The recommended dose of vitamin C should be doubled, according to a recent study.
Scientists behind the claim have described the methods behind the 1944 study that continues to inform current day levels as “shocking”.
However, academics behind a new study published in the American Journal of Clinical Nutrition have said that the research conducted by The Sorby Research Institute was to assess the nutrition levels of Britons during World War II when food was in short supply.
At this time, the aim was to avoid scurvy, rather than maximising health, they claim.
Lead professor Philippe Hujoel said: “The vitamin C experiment is a shocking study.
“They depleted people’s vitamin C levels long-term and created life-threatening emergencies. It would never fly now.”

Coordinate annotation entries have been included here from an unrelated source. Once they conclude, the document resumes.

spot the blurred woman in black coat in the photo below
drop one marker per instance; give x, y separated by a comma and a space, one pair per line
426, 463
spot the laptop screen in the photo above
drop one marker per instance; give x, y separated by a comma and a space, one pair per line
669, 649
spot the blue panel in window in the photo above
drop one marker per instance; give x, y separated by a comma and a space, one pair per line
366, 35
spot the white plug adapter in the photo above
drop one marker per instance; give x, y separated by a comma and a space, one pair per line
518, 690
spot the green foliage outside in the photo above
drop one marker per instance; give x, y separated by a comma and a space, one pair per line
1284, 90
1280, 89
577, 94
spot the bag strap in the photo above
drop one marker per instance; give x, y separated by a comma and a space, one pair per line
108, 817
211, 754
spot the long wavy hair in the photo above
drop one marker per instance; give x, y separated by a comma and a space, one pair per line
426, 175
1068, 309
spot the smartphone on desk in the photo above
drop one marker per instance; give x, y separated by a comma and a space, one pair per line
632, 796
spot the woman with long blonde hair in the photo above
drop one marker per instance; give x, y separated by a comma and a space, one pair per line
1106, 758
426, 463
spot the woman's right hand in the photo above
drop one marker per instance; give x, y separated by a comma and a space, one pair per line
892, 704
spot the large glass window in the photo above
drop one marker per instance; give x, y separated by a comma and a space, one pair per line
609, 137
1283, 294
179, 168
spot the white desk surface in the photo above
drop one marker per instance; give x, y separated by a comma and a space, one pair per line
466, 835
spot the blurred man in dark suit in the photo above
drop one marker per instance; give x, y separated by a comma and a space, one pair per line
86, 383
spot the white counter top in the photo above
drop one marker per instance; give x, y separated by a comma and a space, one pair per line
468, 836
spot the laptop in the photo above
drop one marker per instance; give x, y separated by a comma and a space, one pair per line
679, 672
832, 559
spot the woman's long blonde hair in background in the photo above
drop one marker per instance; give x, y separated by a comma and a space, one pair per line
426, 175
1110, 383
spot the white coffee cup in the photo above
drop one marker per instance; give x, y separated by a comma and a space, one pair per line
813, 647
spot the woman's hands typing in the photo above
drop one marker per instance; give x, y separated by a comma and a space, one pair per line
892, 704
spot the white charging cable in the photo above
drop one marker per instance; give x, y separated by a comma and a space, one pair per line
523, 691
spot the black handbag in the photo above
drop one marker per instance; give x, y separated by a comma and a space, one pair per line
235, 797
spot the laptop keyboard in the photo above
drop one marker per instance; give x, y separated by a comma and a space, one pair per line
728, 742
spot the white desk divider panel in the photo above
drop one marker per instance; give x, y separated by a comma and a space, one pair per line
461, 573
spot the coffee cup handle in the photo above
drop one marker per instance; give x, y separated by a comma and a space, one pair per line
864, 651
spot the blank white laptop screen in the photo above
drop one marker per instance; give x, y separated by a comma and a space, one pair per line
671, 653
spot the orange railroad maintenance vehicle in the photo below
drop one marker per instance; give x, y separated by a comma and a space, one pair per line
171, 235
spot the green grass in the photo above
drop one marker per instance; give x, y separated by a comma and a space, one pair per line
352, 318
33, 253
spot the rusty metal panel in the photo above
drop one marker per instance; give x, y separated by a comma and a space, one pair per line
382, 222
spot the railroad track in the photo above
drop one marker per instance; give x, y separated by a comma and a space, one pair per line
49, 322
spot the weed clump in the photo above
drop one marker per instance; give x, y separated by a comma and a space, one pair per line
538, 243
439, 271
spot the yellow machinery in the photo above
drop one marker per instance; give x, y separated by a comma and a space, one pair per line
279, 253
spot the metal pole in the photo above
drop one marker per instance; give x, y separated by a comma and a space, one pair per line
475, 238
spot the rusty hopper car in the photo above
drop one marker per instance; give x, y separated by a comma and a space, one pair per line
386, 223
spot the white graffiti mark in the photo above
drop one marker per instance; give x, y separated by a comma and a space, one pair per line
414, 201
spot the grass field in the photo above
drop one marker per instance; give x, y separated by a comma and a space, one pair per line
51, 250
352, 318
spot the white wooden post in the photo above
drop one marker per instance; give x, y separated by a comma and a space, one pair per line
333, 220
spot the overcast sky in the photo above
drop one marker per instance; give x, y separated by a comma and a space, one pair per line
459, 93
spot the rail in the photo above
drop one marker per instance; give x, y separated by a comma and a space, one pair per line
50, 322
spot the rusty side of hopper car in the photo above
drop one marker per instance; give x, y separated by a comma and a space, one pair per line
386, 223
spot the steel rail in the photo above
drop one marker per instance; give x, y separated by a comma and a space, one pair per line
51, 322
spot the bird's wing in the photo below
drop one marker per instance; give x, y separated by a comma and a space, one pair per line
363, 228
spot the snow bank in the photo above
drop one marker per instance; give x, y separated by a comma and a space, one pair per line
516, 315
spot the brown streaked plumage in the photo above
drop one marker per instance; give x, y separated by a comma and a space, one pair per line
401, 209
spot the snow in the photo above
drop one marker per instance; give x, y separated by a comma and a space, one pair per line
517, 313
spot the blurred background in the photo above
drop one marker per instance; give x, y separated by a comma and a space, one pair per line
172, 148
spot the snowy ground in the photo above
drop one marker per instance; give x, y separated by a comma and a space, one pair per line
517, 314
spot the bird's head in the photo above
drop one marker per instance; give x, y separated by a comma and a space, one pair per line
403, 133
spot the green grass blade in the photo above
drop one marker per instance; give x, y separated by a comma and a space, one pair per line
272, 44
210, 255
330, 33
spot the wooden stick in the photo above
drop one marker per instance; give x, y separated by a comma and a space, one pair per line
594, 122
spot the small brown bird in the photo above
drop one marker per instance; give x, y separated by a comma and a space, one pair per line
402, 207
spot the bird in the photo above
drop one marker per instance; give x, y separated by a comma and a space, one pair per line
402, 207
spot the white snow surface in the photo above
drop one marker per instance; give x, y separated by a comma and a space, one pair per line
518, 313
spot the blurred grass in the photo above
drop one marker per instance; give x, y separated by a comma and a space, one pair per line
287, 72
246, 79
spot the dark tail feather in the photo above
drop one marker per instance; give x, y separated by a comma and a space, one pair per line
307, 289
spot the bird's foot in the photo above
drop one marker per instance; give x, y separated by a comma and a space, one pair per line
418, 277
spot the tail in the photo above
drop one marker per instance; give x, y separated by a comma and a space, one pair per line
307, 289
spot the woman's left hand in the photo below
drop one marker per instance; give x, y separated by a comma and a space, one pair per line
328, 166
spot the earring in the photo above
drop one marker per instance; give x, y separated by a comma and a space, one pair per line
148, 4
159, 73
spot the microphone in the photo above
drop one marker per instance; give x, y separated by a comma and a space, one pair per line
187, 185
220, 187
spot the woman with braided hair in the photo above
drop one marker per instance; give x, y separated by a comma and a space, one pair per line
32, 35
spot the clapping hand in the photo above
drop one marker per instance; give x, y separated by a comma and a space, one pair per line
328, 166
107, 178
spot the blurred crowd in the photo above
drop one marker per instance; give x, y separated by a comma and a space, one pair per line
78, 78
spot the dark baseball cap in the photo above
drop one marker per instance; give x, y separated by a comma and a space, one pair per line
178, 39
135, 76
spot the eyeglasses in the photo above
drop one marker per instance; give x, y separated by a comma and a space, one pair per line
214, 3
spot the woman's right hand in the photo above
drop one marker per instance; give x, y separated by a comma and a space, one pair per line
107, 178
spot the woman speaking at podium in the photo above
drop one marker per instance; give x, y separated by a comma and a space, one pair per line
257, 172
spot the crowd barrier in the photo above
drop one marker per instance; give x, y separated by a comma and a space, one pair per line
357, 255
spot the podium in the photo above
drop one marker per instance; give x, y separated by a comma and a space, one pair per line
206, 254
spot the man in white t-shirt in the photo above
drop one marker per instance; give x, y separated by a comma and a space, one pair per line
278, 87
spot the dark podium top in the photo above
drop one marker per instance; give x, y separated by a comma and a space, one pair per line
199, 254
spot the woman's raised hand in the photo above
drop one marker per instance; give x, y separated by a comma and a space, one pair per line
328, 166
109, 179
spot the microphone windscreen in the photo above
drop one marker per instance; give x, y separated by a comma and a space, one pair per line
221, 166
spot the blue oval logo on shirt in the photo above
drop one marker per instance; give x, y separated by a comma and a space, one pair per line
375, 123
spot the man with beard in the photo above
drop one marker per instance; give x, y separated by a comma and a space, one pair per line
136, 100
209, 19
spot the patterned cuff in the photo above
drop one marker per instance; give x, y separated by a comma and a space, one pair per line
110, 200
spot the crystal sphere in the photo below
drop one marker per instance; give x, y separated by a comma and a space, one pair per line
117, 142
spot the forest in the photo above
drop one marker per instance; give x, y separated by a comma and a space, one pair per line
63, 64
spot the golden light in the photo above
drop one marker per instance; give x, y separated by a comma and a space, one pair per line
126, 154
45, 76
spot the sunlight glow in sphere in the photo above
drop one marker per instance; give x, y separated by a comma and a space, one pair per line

As part of the study, participants were assigned zero, 10 or 70 milligrams of vitamin C per day for an average of nine months.
Experimental wounds were inflicted on participants during this period, with researchers using the “scar strength” as a measure of adequate vitamin C, since poor wound healing is is an indicator of scurvy.
Prof Hujoel added: “The findings of the re-analyses of the Sorby data suggest that the WHO’s recommendation is too low to prevent weak scar strength.
“Such a vitamin C intake is more than double the daily 45mg vitamin C intake recommended by the WHO but is consistent with the writing panels for the National Academy of Medicine and (other) countries.”
According to the NHS, vitamin C - which is also known as ascorbic acid - has three major functions.
These include helping to protect cells and keeping them healthy, maintaining healthy skin, blood vessels, bones and cartilage, and helping with wound healing.
Good sources of vitamin C include citrus fruit, such as oranges, peppers, Brussels sprouts, potatoes, kimchi, strawberries, blackcurrants and broccoli.
A Department for Health and Social Care (DHSC) spokesperson told The Independent: “The government’s independent expert advisers on nutrition regularly review new evidence that may indicate existing recommendations need to be considered, but they do not consider it necessary to review Vitamin C recommendations at this time.”